Susan Hayward has a very interesting role here. It became a prototype for her later roles, sexually and personally aggressive, and morally bankrupt. It is also interesting because you can see her acting never really changed or progressed. She had everything here in this powerhouse performance that she had as an older actress. Lots of strength and pizazz, not much nuance. (Watch VALLEY OF THE DOLLS, and she is interchangeable – just older, with a better script.) Consequently, this film gives us a stark contrast between Hayward & Bergman, heightened by this contrast in acting style. Susan Hayward hits you over the head while you're on the doorstep. Ingrid quietly lets you come inside. This makes their scenes like fire and ice, and wisely, the filmmakers let the story build to a confrontation between them. That is the best part of this film – at heart a woman's story.

Being that this is essentially a woman's story, it is oddly overrun with little boys and men, older men and little boys who need to be looked after and catered to, young men in uniform who parade in like colorful birds – who need to be looked after and catered to. Ah yes, the war years.

One real irony here is that Susan Hayward's character is introduced in uniform.
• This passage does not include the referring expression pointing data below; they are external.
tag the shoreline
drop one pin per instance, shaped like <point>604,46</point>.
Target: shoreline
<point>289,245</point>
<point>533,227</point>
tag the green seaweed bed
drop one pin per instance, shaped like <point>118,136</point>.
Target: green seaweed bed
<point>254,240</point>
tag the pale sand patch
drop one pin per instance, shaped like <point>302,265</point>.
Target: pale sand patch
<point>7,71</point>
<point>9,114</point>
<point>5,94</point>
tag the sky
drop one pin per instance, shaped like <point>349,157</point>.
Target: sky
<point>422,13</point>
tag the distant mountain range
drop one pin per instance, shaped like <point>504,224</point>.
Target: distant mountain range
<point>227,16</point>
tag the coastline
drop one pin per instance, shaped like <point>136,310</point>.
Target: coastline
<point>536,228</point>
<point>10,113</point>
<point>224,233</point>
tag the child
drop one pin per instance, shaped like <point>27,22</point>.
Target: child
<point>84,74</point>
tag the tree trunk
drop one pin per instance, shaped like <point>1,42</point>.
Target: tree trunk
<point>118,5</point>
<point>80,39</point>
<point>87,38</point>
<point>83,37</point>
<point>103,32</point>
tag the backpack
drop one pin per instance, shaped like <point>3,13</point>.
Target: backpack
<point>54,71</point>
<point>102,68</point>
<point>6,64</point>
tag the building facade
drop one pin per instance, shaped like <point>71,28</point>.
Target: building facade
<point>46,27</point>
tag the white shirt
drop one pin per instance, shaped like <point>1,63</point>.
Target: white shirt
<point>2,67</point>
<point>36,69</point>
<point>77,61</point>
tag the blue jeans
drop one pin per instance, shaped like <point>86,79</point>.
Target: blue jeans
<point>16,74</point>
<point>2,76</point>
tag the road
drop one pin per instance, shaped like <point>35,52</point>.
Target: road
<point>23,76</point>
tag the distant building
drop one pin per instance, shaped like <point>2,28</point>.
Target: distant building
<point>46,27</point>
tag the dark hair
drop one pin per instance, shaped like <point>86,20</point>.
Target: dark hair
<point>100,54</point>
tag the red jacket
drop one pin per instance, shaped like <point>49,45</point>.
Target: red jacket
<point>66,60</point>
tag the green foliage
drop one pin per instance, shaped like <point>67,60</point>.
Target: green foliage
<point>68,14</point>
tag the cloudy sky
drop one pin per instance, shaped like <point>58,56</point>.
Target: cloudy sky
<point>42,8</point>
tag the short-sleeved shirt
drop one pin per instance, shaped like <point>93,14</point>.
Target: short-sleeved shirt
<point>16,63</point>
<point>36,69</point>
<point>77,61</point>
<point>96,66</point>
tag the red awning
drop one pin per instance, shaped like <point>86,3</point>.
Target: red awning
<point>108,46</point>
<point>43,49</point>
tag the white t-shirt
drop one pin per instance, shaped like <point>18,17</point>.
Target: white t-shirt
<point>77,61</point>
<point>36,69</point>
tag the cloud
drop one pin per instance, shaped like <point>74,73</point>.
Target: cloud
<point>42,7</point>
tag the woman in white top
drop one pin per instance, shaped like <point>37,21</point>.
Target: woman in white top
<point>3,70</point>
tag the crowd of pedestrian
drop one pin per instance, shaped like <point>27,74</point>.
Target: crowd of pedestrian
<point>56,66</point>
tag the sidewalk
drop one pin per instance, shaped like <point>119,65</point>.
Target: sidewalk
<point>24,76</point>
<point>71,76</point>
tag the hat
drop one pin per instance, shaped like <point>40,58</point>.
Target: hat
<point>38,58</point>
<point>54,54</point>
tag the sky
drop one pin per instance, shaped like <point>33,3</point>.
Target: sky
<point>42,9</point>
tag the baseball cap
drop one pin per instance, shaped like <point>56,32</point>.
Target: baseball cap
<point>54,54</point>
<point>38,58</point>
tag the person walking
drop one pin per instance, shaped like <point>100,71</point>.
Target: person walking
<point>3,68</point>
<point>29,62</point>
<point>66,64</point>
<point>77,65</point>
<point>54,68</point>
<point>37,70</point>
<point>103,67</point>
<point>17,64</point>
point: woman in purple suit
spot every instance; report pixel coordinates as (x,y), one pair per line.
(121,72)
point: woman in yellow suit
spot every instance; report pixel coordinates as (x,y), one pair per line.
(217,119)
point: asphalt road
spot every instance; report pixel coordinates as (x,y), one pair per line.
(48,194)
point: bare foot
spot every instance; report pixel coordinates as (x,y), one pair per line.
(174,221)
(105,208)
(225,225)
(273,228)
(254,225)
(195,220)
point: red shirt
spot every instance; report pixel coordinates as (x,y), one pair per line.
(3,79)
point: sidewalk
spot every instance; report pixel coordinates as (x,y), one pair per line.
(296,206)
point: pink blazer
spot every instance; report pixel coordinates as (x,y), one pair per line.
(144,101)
It is not commented on at all, but instead of this conferring respect on her, we know immediately that this shorthand means she is hard, aggressive and probably sexually promiscuous. Definitely NOT what those boys were fighting for; they may have wanted Susan in the field, but they wanted Ingrid to come home to. Amusing in retrospect, and also a frustrating reminder that women who give their lives in service to their country are still regarded with an odd mixture of intangible suspicions.
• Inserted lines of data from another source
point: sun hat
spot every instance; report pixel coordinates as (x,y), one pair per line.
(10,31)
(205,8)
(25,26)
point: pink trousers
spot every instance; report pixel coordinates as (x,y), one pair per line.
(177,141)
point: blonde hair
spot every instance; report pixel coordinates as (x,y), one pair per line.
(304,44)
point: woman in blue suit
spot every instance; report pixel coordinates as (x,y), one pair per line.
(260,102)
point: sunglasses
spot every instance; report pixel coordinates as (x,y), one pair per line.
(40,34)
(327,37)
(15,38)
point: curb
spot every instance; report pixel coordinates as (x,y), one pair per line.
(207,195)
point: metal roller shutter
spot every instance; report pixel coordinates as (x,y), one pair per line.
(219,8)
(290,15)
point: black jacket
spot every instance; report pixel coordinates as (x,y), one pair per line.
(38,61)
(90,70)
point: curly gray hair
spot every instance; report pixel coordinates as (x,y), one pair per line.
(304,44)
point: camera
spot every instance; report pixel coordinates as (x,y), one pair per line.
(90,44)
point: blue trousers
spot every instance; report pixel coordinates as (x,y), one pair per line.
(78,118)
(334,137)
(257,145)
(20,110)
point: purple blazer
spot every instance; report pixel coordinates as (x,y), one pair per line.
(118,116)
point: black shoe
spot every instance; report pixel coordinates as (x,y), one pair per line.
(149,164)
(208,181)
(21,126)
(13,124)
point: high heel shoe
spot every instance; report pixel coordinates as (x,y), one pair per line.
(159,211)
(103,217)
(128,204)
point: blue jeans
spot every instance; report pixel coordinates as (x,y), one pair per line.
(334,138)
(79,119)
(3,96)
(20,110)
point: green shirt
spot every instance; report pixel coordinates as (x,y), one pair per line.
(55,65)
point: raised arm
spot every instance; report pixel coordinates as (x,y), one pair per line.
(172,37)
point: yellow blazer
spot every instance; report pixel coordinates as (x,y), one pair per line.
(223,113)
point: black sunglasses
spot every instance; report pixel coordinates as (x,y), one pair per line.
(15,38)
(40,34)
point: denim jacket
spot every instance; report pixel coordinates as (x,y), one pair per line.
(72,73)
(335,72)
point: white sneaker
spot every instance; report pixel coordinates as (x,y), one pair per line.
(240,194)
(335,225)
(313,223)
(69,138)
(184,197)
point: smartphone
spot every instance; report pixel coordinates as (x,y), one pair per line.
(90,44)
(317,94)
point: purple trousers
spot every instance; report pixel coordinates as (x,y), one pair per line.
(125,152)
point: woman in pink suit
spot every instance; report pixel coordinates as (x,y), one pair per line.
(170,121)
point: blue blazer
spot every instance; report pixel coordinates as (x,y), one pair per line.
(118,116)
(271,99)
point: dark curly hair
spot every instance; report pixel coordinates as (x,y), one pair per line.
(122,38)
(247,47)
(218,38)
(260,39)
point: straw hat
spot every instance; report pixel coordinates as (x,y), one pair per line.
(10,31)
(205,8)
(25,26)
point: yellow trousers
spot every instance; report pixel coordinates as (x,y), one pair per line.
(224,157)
Somewhere in this mix is Fay Wray (I didn't recognize her)… She played the sainted, oddly healthy looking mother of the boys who dies. In the titles she is identified only by her first name, and the mother is never called by the first name within the film, it is "mother" or "Mrs.". I can only assume that audiences at this time would have known her on sight, so they couldn't conceive that one day people would be trying to figure out which one she was. Wray did a lot of work on the stage, and actually kept pace with the times, acting-wise she grew, and her work fits nicely with the more subtle work of Bergman. It is her features and profile that pinpoint her as a beauty of the silents and early talkies. Very similar build and look to Gloria Swanson.

Solid, studio bound production from this period, with some unexplainable gaps of logic in the story and large gaps of time left unmentioned. This period of films was a little suffocating even for those who like it, so you can probably skip it unless you really want to see the early work of Bergman and Hayward.